For now, select 'command line' in your dhbox. You will have to login again with your dhbox username and password. In many tutorials or how-tos, you will see the $ sign at the beginning of some text you are meant to type. This is a convention to show that what follows the $ is to be typed at the command prompt.

$ wget https://github.com/jgm/pandoc/releases/download/1.19.2.1/pandoc-1.19.2.1-1-amd64.deb

...so don't type the $, but rather, type the wget etc.

This command gets a copy of the Pandoc program that will work in DHBox. The .deb file extension tells us that this is a linux file. The next step is to unpack that file. We do this with this command:

$ sudo dpkg -i pandoc-1.19.2.1-1-amd64.deb

Some commands can have nasty side effects, and the operating system won't let you do them unless you specify that you really want to do them. That's what the sudo achieves. The next part, dpkg with the -i 'flag' is a 'package manager' for installing software. The last part is the file that we used wget to copy to our own machine. To test that pandoc is now installed, type:

$ pandoc -v

If all has gone well, DHBox will tell you what version of pandoc you have installed, who it was built by, and a copyright notice.

Now, let's create a file to keep a record of what commands we have been typing. Type:

$ history

DHBox returns a list of every command that you've typed. You can 'pipe' that information into a new file like so:

$ history > dhbox-work-today.md

When you hit enter, the computer seems to pause for a moment, and then it shows you the command prompt again. How do we know if anything happened? Generally, when working at the command prompt, no news is good news. There are two ways you can check to see if the new file dhbox-work-today.md was created. You can click on the 'file manager' (the first folder will have your username; click on that, and then you'll see a list of files) and there it is! Click on the file name, and it will download to your computer where you can open it with a text editor.

The other way is to type:

$ ls

at the command line. This 'lists' - ls - all the files in the directory. How do you know what directory you're in? You can use the pwd command, which prints the working directory.

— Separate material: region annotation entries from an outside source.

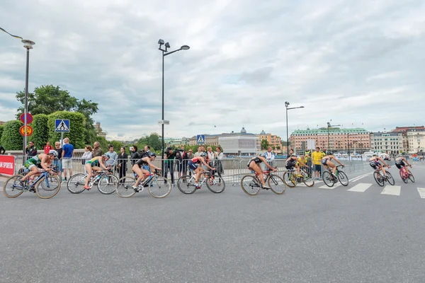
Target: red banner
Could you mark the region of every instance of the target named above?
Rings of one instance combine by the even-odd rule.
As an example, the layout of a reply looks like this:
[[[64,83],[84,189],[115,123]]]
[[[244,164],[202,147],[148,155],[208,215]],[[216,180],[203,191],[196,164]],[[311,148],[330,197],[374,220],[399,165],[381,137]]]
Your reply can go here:
[[[0,174],[15,175],[15,156],[13,155],[0,155]]]

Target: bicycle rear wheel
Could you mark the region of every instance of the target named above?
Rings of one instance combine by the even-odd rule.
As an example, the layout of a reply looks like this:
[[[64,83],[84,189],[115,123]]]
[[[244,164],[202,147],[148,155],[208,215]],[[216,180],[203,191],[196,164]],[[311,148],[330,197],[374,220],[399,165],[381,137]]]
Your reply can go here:
[[[348,177],[347,177],[345,172],[338,171],[338,180],[339,180],[339,183],[343,186],[346,187],[348,185]]]
[[[256,195],[260,191],[259,181],[251,175],[246,175],[241,180],[241,187],[244,192],[249,195]]]
[[[44,183],[44,184],[43,184]],[[47,190],[45,190],[46,187]],[[42,178],[35,184],[35,193],[40,199],[50,199],[53,197],[60,190],[60,180],[57,176]]]
[[[412,172],[410,172],[410,171],[409,171],[408,172],[409,172],[409,179],[410,179],[412,183],[414,183],[414,177],[413,176],[413,174],[412,173]]]
[[[192,176],[188,175],[180,177],[177,180],[177,187],[183,194],[193,194],[196,190],[196,187],[195,187],[195,177],[192,178]]]
[[[210,176],[207,180],[207,187],[212,192],[216,194],[222,192],[226,188],[226,183],[222,178],[218,175]]]
[[[375,178],[376,183],[378,183],[378,185],[379,185],[381,187],[384,186],[384,183],[385,182],[385,180],[384,180],[382,176],[381,176],[380,173],[378,171],[373,172],[373,178]]]
[[[394,184],[395,184],[395,181],[392,178],[392,175],[391,175],[391,173],[388,171],[387,171],[387,175],[385,176],[385,179],[387,179],[390,185],[394,185]]]
[[[149,193],[157,199],[165,197],[171,192],[171,183],[164,177],[154,177],[147,185]]]
[[[289,187],[294,187],[297,185],[297,181],[295,179],[293,173],[290,171],[286,171],[283,174],[283,182],[285,185]]]
[[[115,175],[106,175],[101,177],[98,183],[98,190],[103,195],[110,195],[115,191],[118,185],[118,178]]]
[[[267,179],[267,183],[273,192],[277,195],[282,195],[285,192],[286,185],[283,182],[283,179],[277,175],[269,175]]]
[[[334,184],[335,184],[335,183],[332,180],[332,178],[333,177],[331,175],[329,171],[324,171],[323,172],[323,174],[322,174],[323,183],[324,183],[324,185],[329,187],[334,187]]]
[[[22,175],[15,175],[6,180],[3,185],[3,193],[4,195],[13,199],[22,195],[23,187],[19,184],[19,181],[22,177],[23,177]]]
[[[123,177],[118,180],[118,185],[115,190],[117,195],[124,198],[132,197],[136,193],[136,191],[132,187],[135,183],[135,178],[130,176]]]
[[[87,175],[83,173],[75,174],[68,180],[67,188],[72,194],[79,194],[84,190]]]
[[[302,170],[301,175],[302,175],[302,183],[306,186],[312,187],[314,185],[314,179],[310,173]]]
[[[407,183],[409,179],[404,177],[404,173],[403,173],[403,171],[400,169],[399,172],[400,173],[400,178],[402,178],[402,180],[405,183]]]

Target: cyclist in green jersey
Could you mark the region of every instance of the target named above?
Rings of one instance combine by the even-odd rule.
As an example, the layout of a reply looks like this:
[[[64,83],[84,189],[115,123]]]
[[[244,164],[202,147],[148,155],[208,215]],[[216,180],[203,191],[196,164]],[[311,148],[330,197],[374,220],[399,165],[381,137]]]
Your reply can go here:
[[[56,158],[57,158],[57,151],[55,150],[49,151],[47,154],[40,154],[31,157],[23,165],[30,172],[23,176],[21,181],[23,183],[29,177],[40,174],[38,169],[44,169],[46,171],[52,171],[50,167],[52,166],[52,161]]]
[[[105,170],[109,170],[110,168],[110,167],[106,167],[105,165],[105,161],[108,159],[109,159],[109,156],[103,154],[101,156],[94,157],[86,163],[84,166],[87,171],[87,178],[86,179],[86,183],[84,184],[84,189],[90,190],[89,182],[90,182],[90,179],[93,175],[93,171],[97,172],[102,170],[102,168]]]

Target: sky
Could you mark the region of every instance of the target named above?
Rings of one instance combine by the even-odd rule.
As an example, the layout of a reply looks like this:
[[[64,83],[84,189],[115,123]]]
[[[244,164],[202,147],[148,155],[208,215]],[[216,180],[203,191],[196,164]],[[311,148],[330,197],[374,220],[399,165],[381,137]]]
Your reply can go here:
[[[423,125],[423,0],[16,0],[0,27],[35,42],[29,90],[98,103],[108,139]],[[25,49],[0,32],[0,120],[14,119]],[[72,125],[71,125],[72,127]]]

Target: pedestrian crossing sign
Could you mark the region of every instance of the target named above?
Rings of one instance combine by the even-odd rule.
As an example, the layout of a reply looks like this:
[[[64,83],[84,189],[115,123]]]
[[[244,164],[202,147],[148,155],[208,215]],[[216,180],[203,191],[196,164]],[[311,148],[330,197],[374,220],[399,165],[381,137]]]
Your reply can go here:
[[[56,119],[56,120],[55,121],[55,132],[69,132],[69,120],[64,119]]]
[[[196,143],[198,144],[203,144],[205,143],[205,135],[198,134],[196,136]]]

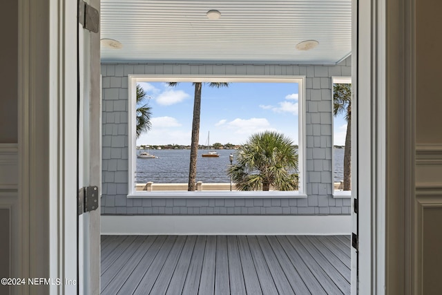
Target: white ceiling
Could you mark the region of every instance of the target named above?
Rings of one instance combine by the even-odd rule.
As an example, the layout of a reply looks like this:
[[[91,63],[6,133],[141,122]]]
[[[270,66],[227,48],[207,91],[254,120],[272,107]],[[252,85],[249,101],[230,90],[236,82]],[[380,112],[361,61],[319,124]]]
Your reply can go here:
[[[351,2],[102,0],[101,38],[123,46],[102,46],[102,61],[334,64],[351,53]],[[315,48],[296,48],[311,39]]]

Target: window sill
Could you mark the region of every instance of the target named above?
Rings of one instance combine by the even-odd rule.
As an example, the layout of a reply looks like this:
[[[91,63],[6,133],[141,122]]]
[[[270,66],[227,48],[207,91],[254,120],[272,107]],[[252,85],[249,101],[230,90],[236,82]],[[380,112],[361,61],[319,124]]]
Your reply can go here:
[[[333,198],[335,199],[349,199],[352,198],[352,191],[334,191],[333,192]]]
[[[222,199],[263,199],[278,198],[305,198],[307,195],[293,191],[152,191],[133,193],[127,195],[128,198],[222,198]]]

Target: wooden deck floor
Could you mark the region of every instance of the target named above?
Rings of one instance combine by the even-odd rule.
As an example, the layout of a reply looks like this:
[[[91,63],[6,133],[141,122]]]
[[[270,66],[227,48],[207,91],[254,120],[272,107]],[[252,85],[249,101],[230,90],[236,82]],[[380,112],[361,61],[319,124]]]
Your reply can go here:
[[[348,236],[102,236],[102,294],[349,294]]]

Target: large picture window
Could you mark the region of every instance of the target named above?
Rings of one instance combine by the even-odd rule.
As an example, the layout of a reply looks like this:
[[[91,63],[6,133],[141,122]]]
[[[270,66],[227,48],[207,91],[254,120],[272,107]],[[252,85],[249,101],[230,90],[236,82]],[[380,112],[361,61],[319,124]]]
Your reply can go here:
[[[129,77],[128,196],[303,196],[303,82],[302,77]],[[195,187],[188,191],[195,83],[201,85],[199,141]],[[144,120],[137,120],[143,114]],[[146,126],[137,132],[140,122]],[[258,135],[288,141],[296,165],[287,169],[286,180],[296,185],[280,185],[282,176],[267,189],[265,180],[258,187],[238,180],[244,170],[233,168],[243,163],[251,150],[245,145]],[[258,167],[247,166],[248,182],[258,178],[263,169]]]

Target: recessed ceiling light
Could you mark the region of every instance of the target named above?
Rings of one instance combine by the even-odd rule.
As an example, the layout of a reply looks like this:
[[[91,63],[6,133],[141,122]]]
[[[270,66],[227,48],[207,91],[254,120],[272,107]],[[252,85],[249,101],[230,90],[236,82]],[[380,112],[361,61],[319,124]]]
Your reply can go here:
[[[207,13],[206,13],[206,15],[209,19],[218,19],[221,17],[221,12],[215,10],[209,10]]]
[[[121,49],[123,48],[123,44],[121,42],[113,39],[102,39],[101,44],[102,47],[110,49]]]
[[[298,50],[309,50],[316,47],[319,44],[316,40],[306,40],[296,45],[296,49]]]

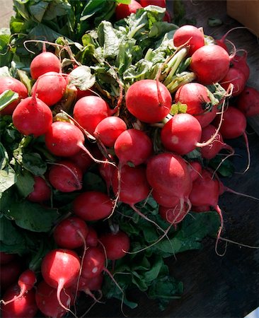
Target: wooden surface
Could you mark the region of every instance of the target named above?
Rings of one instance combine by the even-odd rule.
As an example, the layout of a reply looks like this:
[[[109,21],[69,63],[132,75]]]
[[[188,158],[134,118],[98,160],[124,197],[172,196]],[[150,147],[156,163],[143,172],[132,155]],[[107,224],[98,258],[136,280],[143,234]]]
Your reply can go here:
[[[6,1],[1,0],[1,4]],[[6,4],[6,8],[10,8]],[[170,1],[169,1],[170,2]],[[195,18],[197,26],[203,26],[205,33],[219,38],[229,29],[240,24],[226,16],[224,1],[184,1],[189,18]],[[169,6],[171,4],[169,3]],[[1,6],[3,8],[3,6]],[[6,26],[3,17],[10,11],[1,13],[1,26]],[[209,17],[219,18],[223,25],[209,28]],[[248,64],[251,70],[249,85],[259,89],[259,46],[256,38],[243,29],[233,31],[228,38],[240,48],[248,52]],[[256,128],[258,119],[250,121]],[[259,138],[253,129],[248,128],[251,153],[251,165],[245,175],[235,175],[224,182],[231,189],[259,197]],[[246,148],[241,137],[231,142],[241,156],[235,162],[241,171],[246,165]],[[205,194],[205,195],[206,195]],[[224,194],[219,205],[223,210],[224,232],[223,236],[244,245],[259,246],[258,201],[230,193]],[[215,242],[206,239],[204,248],[177,255],[177,259],[168,260],[172,274],[184,284],[181,299],[172,300],[166,310],[161,312],[155,301],[148,300],[144,294],[133,291],[133,300],[139,302],[136,310],[125,307],[130,317],[243,317],[259,306],[259,250],[229,244],[224,257],[214,251]],[[220,244],[224,250],[224,244]],[[86,306],[88,306],[86,304]],[[86,317],[123,317],[120,304],[117,300],[94,306]]]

Let's take a look inside that new file you created. There is a text editor that you can use, called 'nano'. Type:

$ nano dhbox-work-today.md

This opens the text editor, and you can see that the history command has copied its output into the editor. If you got an error: Sometimes, tools or commands we want to use are not present in the system. DHBox uses the 'Ubuntu' operating system (the underlying code that makes a PC a PC, a Mac a Mac, etc). We can install all sorts of useful things by using the apt-get command. To get and install Nano, try re-installing nano with this command:

$ sudo apt-get install nano.

The computer makes things a little more difficult sometimes when you're asking it to do something that changes or adds capabilities, so simply typing apt-get wouldn't work. sudo tells the computer, I really do want to this (it stands for 'super-user do'). Any 'sudo' command will make the computer ask for your password to confirm that you really do want to run that command.

Here is a guide to using the Nano text editor which you should check out now.

In Nano, with your file open, make a header (use # to indicate a header, remember) at the start of the file which has today's date in it, and add some text explaining what you're trying to do. Then, hit ctrl+x to edit Nano. Nano will ask you if you want to 'Save modified buffer?'. Hit y, then when it asks you for the file name, hit enter.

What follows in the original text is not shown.